Due to cyclic wetting and drying, the hydro-mechanical behavior of unsaturated soil is impacted significantly. In order to assess the soil strength parameters, knowing the unsaturated behavior is important. Soil moisture content is an important parameter that can define the shear strength of the soil. Most of the highway slopes of Mississippi are built on highly expansive clay. During summer, the evaporation of moisture in the soil leads to shrinkage and the formation of desiccation cracks, while during rainfall, the soil swells due to the infiltration of water. In addition to this, the rainwater gets trapped in these cracks and creates perched conditions, leading to the increased moisture content and reduced shear strength of slope soil. The increased precipitation due to climate change is causing failure conditions on many highway slopes of Mississippi. Vetiver, a perennial grass, can be a transformative solution to reduce the highway slope failure challenges of highly plastic clay. The grass has deep and fibrous roots, which provide additional shear strength to the soil. The root can uptake a significant amount of water from the soil, keeping the moisture balance of the slope. The objective of the current study is to assess the changes in moisture contents of a highway slope in Mississippi after the Vetiver plantation. Monitoring equipment, such as rain gauges and moisture sensors, were installed to monitor the rainfall of the area and the moisture content of the soil. The data showed that the moisture content conditions were improved with the aging of the grass. The light detection and ranging (LiDAR) analysis was performed to validate the field data obtained from different sensors, and it was found that there was no significant slope movement after the Vetiver plantation. The study proves the performance of the Vetiver grass in improving the unsaturated soil behavior and stability of highway slopes built on highly expansive clay.

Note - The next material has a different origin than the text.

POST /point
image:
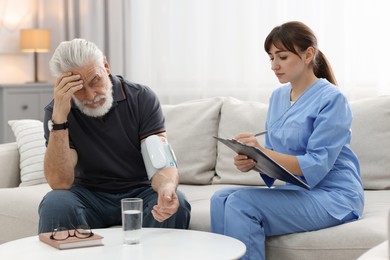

Expansive Yazoo clay soil is susceptible to volumetric deformation and is dominant in central Mississippi and other neighboring southern states of the United States. Recurring shrink-swell behavior causes a significant problem to infrastructures in the area. Although Yazoo clay causes a significant problem in the deep southern states, limited study has been conducted on the behavior of Yazoo clay, especially in the presence of rainfall. The objective of this current study is to investigate the coupled effect of changes in void ratio due to wet-dry cycles and rainfall on the stability of highway slopes made of Yazoo clay. The finite element method in Plaxis 2D by Bentley System (https://www.plaxis.com/) has been utilized to investigate the coupled effect of changes in mechanical properties and rainfall using flow-deformation and stability analysis. Reconstituted expansive clay soil samples were used for the laboratory experiment. The reconstituted Yazoo clay samples were subjected to 3, 5, and 7 wetting and drying cycles in an enclosed chamber for a 24-h period. The axial deformation of the samples and the change in void ratios at each number of the cycle was closely monitored. The strength change at each wet and dry cycle was also investigated and used for slope stability analysis in the presence of rainfall. The test results indicate that the void ratio increases with the increasing number of wet-dry cycles. A continuous increment in void ratios from 0.99 in an undisturbed state with no wet-dry cycle to 1.49 at the 7th wet-dry cycle, indicating a 48.9% increase, as the wetting and drying cycle increases was recorded; in turn, decreasing the cohesion of the soil by 77%. The factor of safety considering the effect of two total rainfall periods of Rv = 126.2 mm (2 h) and Rv = 271.7 mm (3 days) reduced from 1.7 to 1.2 and 1.68 to 1.02, considering the effect of the 7th wet-dry cycle at the topsoil. The changes in the void ratio due to the wetting and drying cycle of Yazoo clay soil reduces the shear strength to a fully softened condition, increasing the possibility of slope failure. This condition further worsens in the presence of a perched water condition due to the infiltration of rain water.